Lasse Collin [Fri, 9 Feb 2024 15:20:31 +0000 (17:20 +0200)]
Fix SHA-256 authors.
The initial commit 5d018dc03549c1ee4958364712fb0c94e1bf2741
in 2007 had a comment in sha256.c that the code is based on
Crypto++ Library 5.5.1. In 2009 the Authors list in sha256.c
and the AUTHORS file was updated with information that the
code had come from Crypto++ but via 7-Zip. I know I had viewed
7-Zip's SHA-256 code but back then the C code has been identical
enough with Crypto++, so I don't why I thought the author info
would need that extra step via 7-Zip for this single file.
Another error is that I had mixed sha.* and shacal2.* files
when checking for author info in Crypto++. The shacal2.* files
aren't related to liblzma's sha256.c and thus Kevin Springle's
code in Crypto++ isn't either.
Jia Tan [Thu, 1 Feb 2024 08:06:29 +0000 (16:06 +0800)]
liblzma: Check HAVE_USABLE_CLMUL before omitting CRC64 table.
If liblzma is configured with --disable-clmul-crc
CFLAGS="-msse4.1 -mpclmul", then it will fail to compile because the
generic version must be used but the CRC tables were not included.
Jia Tan [Tue, 23 Jan 2024 10:02:13 +0000 (18:02 +0800)]
liblzma: Only use ifunc in crcXX_fast.c if its needed.
The code was using HAVE_FUNC_ATTRIBUTE_IFUNC instead of CRC_USE_IFUNC.
With ARM64, ifunc is incompatible because it requires non-inline
function calls for runtime detection.
Jia Tan [Sun, 21 Jan 2024 16:36:47 +0000 (00:36 +0800)]
Build: Add support for ARM64 CRC32 instruction detection.
This adds --enable-arm64-crc32/--disable-arm64-crc32 (enabled by
default) for using the ARM64 CRC32 instruction. This can be disabled if
one knows the binary will never need to run on an ARM64 machine
with this instruction extension.
Chenxi Mao [Tue, 9 Jan 2024 09:23:11 +0000 (17:23 +0800)]
Speed up CRC32 calculation on ARM64
The CRC32 instructions in ARM64 can calculate the CRC32 result
for 8 bytes in a single operation, making the use of ARM64
instructions much faster compared to the general CRC32 algorithm.
Optimized CRC32 will be enabled if ARM64 has CRC extension
running on Linux.
Signed-off-by: Chenxi Mao <chenxi.mao2013@gmail.com>
Jia Tan [Tue, 9 Jan 2024 08:40:56 +0000 (16:40 +0800)]
Doxygen: Added the XZ logo and copyright information.

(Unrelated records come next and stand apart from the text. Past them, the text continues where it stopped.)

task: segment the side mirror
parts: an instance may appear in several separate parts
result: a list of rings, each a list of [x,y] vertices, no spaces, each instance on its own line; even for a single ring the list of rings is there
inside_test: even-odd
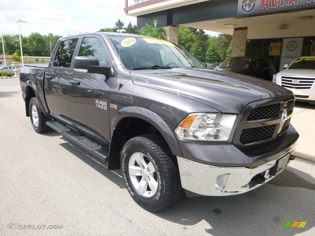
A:
[[[95,57],[75,57],[73,69],[82,72],[100,74],[108,76],[114,76],[112,66],[100,65],[98,59]]]

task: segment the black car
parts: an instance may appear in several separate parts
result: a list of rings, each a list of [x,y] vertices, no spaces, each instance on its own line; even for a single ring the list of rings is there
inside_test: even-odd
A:
[[[229,57],[216,69],[250,76],[270,81],[276,73],[271,60],[260,57]]]

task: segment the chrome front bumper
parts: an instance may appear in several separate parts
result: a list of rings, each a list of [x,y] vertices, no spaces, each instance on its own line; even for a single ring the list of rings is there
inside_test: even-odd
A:
[[[228,196],[244,193],[263,184],[253,183],[255,176],[264,177],[266,180],[264,183],[273,178],[275,176],[271,174],[272,168],[278,165],[277,160],[288,155],[289,157],[294,149],[273,160],[252,168],[208,166],[178,156],[182,186],[196,194],[196,195]],[[288,160],[286,164],[284,164],[286,167],[290,161]],[[279,171],[277,175],[284,169]]]

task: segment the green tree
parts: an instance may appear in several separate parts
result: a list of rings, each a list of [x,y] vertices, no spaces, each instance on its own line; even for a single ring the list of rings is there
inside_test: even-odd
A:
[[[31,33],[23,51],[31,56],[49,56],[49,41],[39,33]]]
[[[114,32],[117,32],[118,30],[121,30],[125,28],[125,24],[120,19],[118,19],[118,20],[115,22],[115,25],[113,28]]]
[[[55,46],[56,46],[56,44],[57,43],[57,42],[58,42],[58,40],[59,40],[59,39],[60,38],[62,37],[62,36],[61,35],[54,35],[52,33],[49,33],[47,35],[44,35],[44,37],[45,38],[46,40],[48,43],[48,49],[49,49],[49,55],[50,56],[50,48],[49,47],[49,40],[50,41],[50,43],[51,44],[51,51],[52,52],[53,50],[55,47]]]
[[[205,60],[201,45],[199,41],[196,42],[192,44],[190,49],[190,52],[201,61],[204,62]]]
[[[178,27],[179,44],[190,52],[192,46],[196,41],[195,35],[189,28],[184,26]]]
[[[16,51],[20,51],[19,49],[17,49]],[[20,62],[22,62],[22,59],[21,58],[21,52],[20,51],[20,55],[19,55],[18,52],[15,52],[12,55],[12,58],[14,61],[18,61]]]
[[[142,27],[138,32],[138,33],[140,35],[145,35],[165,39],[164,37],[166,35],[165,30],[163,28],[157,29],[156,27],[157,25],[158,20],[156,19],[154,19],[153,20],[153,26],[149,25],[147,23],[146,24],[146,26]]]
[[[227,57],[232,56],[232,45],[233,43],[233,40],[231,41],[231,42],[230,43],[229,46],[227,47],[227,48],[226,49],[226,51],[225,53],[225,55]]]
[[[113,32],[114,30],[112,28],[101,28],[96,32]]]
[[[208,63],[219,63],[222,61],[218,53],[219,43],[218,38],[215,37],[209,37],[209,46],[206,53],[206,61]]]
[[[226,49],[233,38],[233,36],[229,34],[220,34],[219,35],[218,40],[220,46],[218,48],[218,53],[222,60],[226,57]]]
[[[126,33],[129,34],[136,34],[137,32],[137,25],[135,24],[132,25],[131,22],[129,21],[129,23],[127,25],[127,27],[126,28]]]

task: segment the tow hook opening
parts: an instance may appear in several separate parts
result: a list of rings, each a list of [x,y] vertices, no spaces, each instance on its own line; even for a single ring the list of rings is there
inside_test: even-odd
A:
[[[264,177],[265,172],[266,171],[264,171],[255,175],[250,180],[248,185],[250,185],[252,184],[261,184],[264,183],[266,181],[266,178]]]
[[[290,155],[290,157],[289,157],[289,160],[293,160],[295,159],[295,155],[292,155],[291,154]]]

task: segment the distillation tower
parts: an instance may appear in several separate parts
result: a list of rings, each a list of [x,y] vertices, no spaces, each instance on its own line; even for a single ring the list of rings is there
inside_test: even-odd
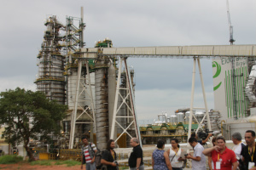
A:
[[[35,81],[38,91],[67,105],[67,116],[61,122],[65,141],[62,148],[79,148],[82,135],[90,134],[91,141],[100,149],[106,149],[110,139],[113,105],[117,86],[117,57],[98,56],[96,59],[82,59],[79,50],[84,48],[83,31],[85,24],[81,18],[66,17],[66,25],[61,24],[56,16],[49,16],[44,24],[46,31],[41,50],[38,55],[38,73]],[[99,41],[96,48],[112,48],[108,38]],[[131,71],[131,81],[134,71]],[[122,73],[120,87],[127,87],[125,73]],[[132,88],[134,83],[132,82]],[[133,88],[134,90],[134,88]],[[121,98],[129,105],[125,97],[127,90],[121,92]],[[119,99],[118,105],[124,100]],[[127,105],[120,106],[120,115],[129,112]],[[117,118],[122,127],[132,122],[131,118]],[[122,133],[115,127],[114,139]],[[127,130],[132,134],[134,126]],[[123,135],[118,144],[126,147],[129,139]]]
[[[43,92],[50,99],[56,99],[60,104],[65,104],[65,57],[61,53],[59,42],[63,40],[60,30],[65,29],[56,19],[50,16],[45,24],[44,41],[38,55],[38,74],[35,83],[38,91]]]

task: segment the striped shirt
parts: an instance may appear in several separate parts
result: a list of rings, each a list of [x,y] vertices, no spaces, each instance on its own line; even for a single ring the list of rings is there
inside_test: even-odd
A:
[[[93,150],[93,151],[95,151],[95,150],[96,150],[97,149],[96,149],[96,145],[95,145],[95,144],[93,144],[93,143],[89,143],[89,144],[88,145],[83,145],[82,146],[82,154],[84,156],[84,157],[85,157],[85,162],[86,163],[90,163],[90,162],[91,162],[91,159],[92,159],[92,156],[90,155],[90,153],[89,153],[89,149],[88,149],[88,147],[90,147],[90,145],[91,145],[91,148],[92,148],[92,150]],[[83,148],[84,147],[84,148]]]

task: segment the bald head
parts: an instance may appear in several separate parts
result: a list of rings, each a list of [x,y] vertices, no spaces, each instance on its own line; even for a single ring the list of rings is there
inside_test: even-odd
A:
[[[135,147],[139,144],[139,140],[137,138],[132,138],[130,140],[130,144],[132,147]]]

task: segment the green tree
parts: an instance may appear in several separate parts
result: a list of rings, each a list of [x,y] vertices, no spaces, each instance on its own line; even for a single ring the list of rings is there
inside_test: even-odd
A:
[[[29,159],[34,160],[28,144],[38,137],[61,133],[60,122],[66,117],[67,105],[48,99],[41,92],[17,88],[0,93],[0,124],[5,124],[2,137],[10,144],[23,142]]]

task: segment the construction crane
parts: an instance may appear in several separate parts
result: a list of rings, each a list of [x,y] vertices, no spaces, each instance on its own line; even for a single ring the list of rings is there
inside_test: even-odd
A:
[[[233,39],[233,26],[231,26],[231,20],[230,20],[229,0],[227,0],[227,13],[228,13],[228,21],[230,26],[230,45],[233,45],[235,40]]]

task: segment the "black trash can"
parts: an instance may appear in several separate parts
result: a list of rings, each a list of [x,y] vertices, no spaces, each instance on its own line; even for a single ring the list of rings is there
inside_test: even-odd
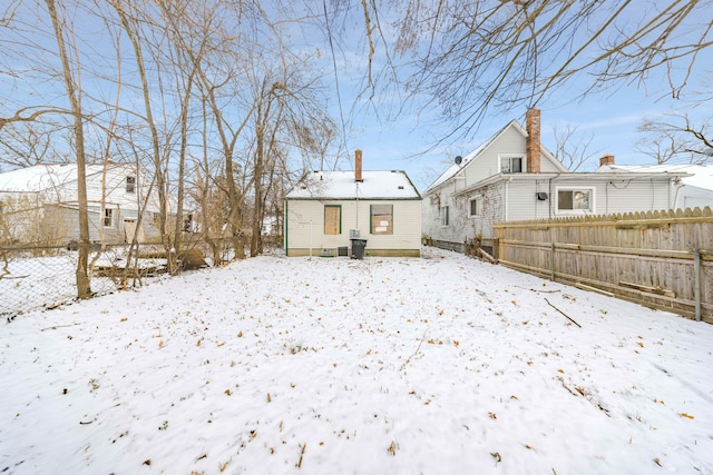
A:
[[[352,259],[363,259],[367,239],[351,239],[352,241]]]

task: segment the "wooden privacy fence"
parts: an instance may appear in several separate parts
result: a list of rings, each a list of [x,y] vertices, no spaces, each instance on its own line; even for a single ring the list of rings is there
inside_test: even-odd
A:
[[[499,263],[713,324],[713,212],[499,222]]]

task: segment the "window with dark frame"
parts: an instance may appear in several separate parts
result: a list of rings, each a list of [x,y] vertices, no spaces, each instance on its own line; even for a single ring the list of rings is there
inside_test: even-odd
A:
[[[342,206],[324,205],[324,234],[342,234]]]
[[[105,208],[104,210],[104,227],[110,228],[114,226],[114,209]]]
[[[504,157],[500,159],[501,174],[521,174],[522,157]]]
[[[557,209],[560,211],[592,211],[590,189],[557,190]]]
[[[448,226],[448,206],[441,206],[440,209],[440,221],[441,226]]]
[[[470,216],[482,215],[482,197],[479,196],[470,200]]]
[[[371,234],[393,234],[393,205],[371,205]]]

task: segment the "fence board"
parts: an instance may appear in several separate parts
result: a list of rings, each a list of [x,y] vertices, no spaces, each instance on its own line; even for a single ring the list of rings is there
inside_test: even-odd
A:
[[[713,323],[711,208],[499,222],[495,256],[506,266]],[[621,283],[633,284],[634,288]]]

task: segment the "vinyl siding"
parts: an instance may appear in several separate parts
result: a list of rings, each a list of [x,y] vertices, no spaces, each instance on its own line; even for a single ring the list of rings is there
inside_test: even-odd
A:
[[[324,206],[341,205],[341,234],[324,234]],[[393,234],[370,234],[370,206],[393,205]],[[421,248],[421,200],[287,200],[286,248],[289,255],[303,255],[312,248],[351,247],[350,229],[367,239],[367,251]]]

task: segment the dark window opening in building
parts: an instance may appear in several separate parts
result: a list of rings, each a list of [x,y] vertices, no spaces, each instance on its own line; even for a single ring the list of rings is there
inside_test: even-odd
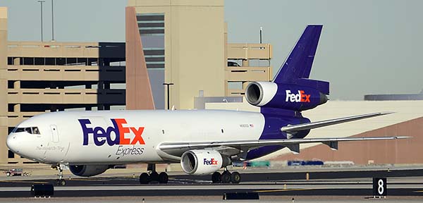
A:
[[[56,58],[46,58],[47,66],[54,66],[56,65]]]
[[[13,112],[14,111],[14,108],[13,106],[15,106],[14,104],[7,104],[7,111],[8,112]]]
[[[23,65],[34,65],[34,58],[24,57],[23,58]]]
[[[99,63],[98,59],[88,58],[88,66],[97,66]]]
[[[37,57],[34,60],[34,65],[37,66],[44,66],[44,58],[39,58]]]
[[[76,59],[76,63],[79,66],[87,66],[87,58],[78,58]]]
[[[66,63],[66,59],[65,58],[56,58],[56,65],[64,66]]]
[[[15,87],[15,81],[8,80],[7,81],[7,89],[13,89]]]
[[[11,150],[8,150],[8,153],[7,154],[7,158],[13,159],[15,158],[15,153],[12,152]]]
[[[68,65],[68,66],[76,65],[76,58],[66,58],[66,65]]]

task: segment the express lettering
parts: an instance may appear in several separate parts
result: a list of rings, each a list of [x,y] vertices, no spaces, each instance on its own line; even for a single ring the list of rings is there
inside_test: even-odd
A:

The PROJECT_LOGO field is now used to include the XZ logo. The footer
of each page now lists the copyright information instead of the default
footer. The license is also copied to statisfy the copyright and so the
link in the documentation can be local.
Lasse Collin [Tue, 23 Jan 2024 16:29:28 +0000 (18:29 +0200)]

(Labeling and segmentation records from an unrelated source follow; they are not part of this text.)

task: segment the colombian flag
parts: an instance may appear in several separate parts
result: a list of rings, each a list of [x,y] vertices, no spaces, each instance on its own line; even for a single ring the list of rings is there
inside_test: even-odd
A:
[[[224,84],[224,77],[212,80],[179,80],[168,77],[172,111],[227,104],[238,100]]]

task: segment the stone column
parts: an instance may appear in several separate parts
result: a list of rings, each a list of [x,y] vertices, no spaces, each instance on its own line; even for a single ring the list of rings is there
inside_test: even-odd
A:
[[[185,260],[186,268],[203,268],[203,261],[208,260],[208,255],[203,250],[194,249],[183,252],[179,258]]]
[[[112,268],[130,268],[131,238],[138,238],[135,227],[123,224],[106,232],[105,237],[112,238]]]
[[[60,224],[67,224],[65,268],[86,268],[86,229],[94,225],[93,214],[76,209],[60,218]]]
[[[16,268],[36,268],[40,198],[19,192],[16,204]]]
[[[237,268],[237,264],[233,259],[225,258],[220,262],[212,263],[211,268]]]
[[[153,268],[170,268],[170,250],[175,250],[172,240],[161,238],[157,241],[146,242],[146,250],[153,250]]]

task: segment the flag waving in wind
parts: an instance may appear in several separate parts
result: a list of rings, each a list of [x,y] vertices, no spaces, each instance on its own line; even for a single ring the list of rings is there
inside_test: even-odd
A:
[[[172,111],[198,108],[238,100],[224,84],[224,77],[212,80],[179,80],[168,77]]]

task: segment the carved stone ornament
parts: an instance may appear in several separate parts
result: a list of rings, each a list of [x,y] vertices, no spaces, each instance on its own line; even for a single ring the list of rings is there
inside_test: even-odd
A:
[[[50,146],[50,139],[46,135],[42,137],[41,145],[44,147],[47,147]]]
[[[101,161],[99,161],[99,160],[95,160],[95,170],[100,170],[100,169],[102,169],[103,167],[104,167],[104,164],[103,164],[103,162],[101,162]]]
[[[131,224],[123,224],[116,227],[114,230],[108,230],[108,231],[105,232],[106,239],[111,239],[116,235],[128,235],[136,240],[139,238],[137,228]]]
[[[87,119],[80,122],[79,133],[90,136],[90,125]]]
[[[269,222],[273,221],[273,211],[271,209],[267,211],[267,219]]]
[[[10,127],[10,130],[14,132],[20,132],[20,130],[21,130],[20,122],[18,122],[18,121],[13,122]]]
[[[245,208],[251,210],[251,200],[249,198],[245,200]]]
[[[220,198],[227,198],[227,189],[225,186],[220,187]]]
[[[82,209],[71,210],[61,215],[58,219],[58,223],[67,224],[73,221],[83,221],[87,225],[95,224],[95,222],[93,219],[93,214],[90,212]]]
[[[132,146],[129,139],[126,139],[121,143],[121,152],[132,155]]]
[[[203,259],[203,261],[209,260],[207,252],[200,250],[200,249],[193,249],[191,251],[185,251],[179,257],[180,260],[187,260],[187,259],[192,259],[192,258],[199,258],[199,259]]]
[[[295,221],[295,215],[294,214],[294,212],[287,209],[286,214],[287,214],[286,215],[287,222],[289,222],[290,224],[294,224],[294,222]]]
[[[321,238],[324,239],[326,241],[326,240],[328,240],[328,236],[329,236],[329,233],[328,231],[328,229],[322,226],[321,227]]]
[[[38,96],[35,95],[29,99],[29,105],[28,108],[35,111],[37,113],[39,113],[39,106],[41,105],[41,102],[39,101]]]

xz: Use threaded mode by defaut (as if --threads=0 was used).
This hopefully does more good than bad:
+ It's faster by default.
+ Only the threaded compressor creates files that
can be decompressed in threaded mode.
- Compression ratio is worse, usually not too much though.

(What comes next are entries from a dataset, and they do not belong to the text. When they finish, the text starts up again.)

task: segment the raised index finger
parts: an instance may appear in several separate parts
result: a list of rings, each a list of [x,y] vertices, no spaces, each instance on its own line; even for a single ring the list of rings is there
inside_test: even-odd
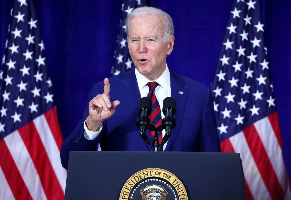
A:
[[[109,92],[110,92],[110,84],[109,79],[107,78],[104,79],[104,92],[103,94],[107,95],[109,97]]]

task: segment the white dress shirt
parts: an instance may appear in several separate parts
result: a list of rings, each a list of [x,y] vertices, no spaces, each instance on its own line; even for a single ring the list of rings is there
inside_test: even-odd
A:
[[[146,97],[149,89],[149,86],[146,84],[149,82],[151,82],[147,78],[144,77],[143,75],[141,74],[138,71],[136,68],[135,68],[135,76],[137,81],[137,84],[138,85],[140,93],[140,96],[142,97]],[[160,105],[160,108],[161,108],[161,114],[162,115],[162,118],[165,117],[165,115],[163,113],[163,102],[165,98],[171,97],[171,82],[170,79],[170,71],[168,68],[168,66],[166,64],[166,69],[158,78],[155,81],[159,84],[155,89],[155,94],[158,99]],[[137,102],[136,103],[138,103]],[[84,128],[85,131],[84,132],[84,135],[85,138],[88,140],[93,140],[99,135],[100,132],[102,129],[102,125],[101,125],[100,128],[98,131],[94,132],[89,131],[86,126],[85,122],[84,122]],[[163,130],[162,133],[163,137],[166,134],[166,131],[164,130]],[[164,145],[164,150],[165,150],[167,143]]]

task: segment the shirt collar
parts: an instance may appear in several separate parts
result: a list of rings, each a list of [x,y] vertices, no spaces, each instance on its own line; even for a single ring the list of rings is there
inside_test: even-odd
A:
[[[146,84],[151,81],[145,77],[143,75],[139,73],[136,68],[135,72],[135,76],[137,81],[137,84],[139,86],[139,89],[140,90],[142,88],[144,87]],[[168,65],[166,63],[166,69],[163,73],[155,81],[160,85],[161,86],[165,89],[170,92],[171,88],[171,83],[170,80],[170,71],[168,68]]]

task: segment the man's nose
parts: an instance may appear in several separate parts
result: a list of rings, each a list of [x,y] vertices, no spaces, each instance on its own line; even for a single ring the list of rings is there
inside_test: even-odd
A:
[[[139,52],[142,53],[146,53],[147,52],[146,41],[143,40],[141,40],[139,44]]]

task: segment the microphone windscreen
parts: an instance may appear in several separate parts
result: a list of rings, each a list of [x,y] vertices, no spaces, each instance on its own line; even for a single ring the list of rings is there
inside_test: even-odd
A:
[[[172,97],[167,97],[164,99],[163,103],[163,110],[166,108],[172,108],[176,110],[176,100]]]
[[[149,97],[142,97],[139,100],[139,109],[142,107],[146,107],[152,109],[152,101]]]

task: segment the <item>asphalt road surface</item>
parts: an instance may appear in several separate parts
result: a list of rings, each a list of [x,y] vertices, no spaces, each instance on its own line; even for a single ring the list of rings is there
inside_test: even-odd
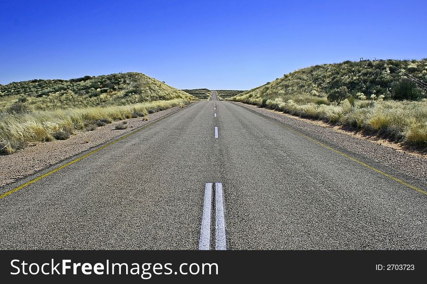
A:
[[[426,249],[426,208],[214,92],[0,199],[0,248]]]

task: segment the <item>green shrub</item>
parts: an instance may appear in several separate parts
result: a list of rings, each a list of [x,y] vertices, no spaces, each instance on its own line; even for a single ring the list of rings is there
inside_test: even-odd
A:
[[[123,130],[125,129],[127,129],[128,126],[126,124],[128,123],[126,121],[124,122],[123,123],[120,123],[119,124],[116,124],[114,127],[114,129],[116,130]]]
[[[70,138],[71,133],[70,132],[63,129],[55,132],[53,133],[53,137],[57,140],[66,140]]]
[[[331,91],[328,95],[328,99],[330,102],[340,102],[350,96],[348,90],[344,86]]]

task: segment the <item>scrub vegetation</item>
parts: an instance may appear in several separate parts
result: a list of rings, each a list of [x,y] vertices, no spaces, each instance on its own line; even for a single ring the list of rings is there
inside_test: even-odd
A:
[[[229,99],[425,149],[426,82],[427,59],[346,61],[301,69]]]
[[[211,98],[212,91],[209,89],[191,89],[182,90],[185,93],[189,94],[200,100],[208,100]]]
[[[0,153],[197,99],[137,73],[0,85]]]
[[[238,90],[216,90],[216,91],[218,98],[222,100],[227,99],[246,92]]]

When it matters, -T1 must be used.
- Memory usage increases.
- Scripts that assume single-threaded mode but don't use -T1 will
possibly use too much resources, for example, if they run
multiple xz processes in parallel to compress multiple files.
- Output from single-threaded and multi-threaded compressors
differ but such changes could happen for other reasons too
(they just haven't happened since 5.0.0).
Lasse Collin [Mon, 22 Jan 2024 22:09:48 +0000 (00:09 +0200)]
liblzma: RISC-V filter: Use byte-by-byte access.
Not all RISC-V processors support fast unaligned access so
it's better to read only one byte in the main loop. This can
be faster even on x86-64 when compared to reading 32 bits at
a time as half the time the address is only 16-bit aligned.
The downside is larger code size on archs that do support
fast unaligned access.
Jia Tan [Mon, 22 Jan 2024 15:33:39 +0000 (23:33 +0800)]
xz: Update xz -lvv for RISC-V filter.
Version 5.6.0 will be shown, even though upcoming alphas and betas
will be able to support this filter. 5.6.0 looks nicer in the output and
people shouldn't be encouraged to use an unstable version in production
in any way.
Jia Tan [Mon, 22 Jan 2024 15:33:39 +0000 (23:33 +0800)]
Tests: Add two RISC-V Filter test files.
These test files achieve 100% code coverage in
src/liblzma/simple/riscv.c. They contain all of the instructions that
should be filtered and a few cases that should not.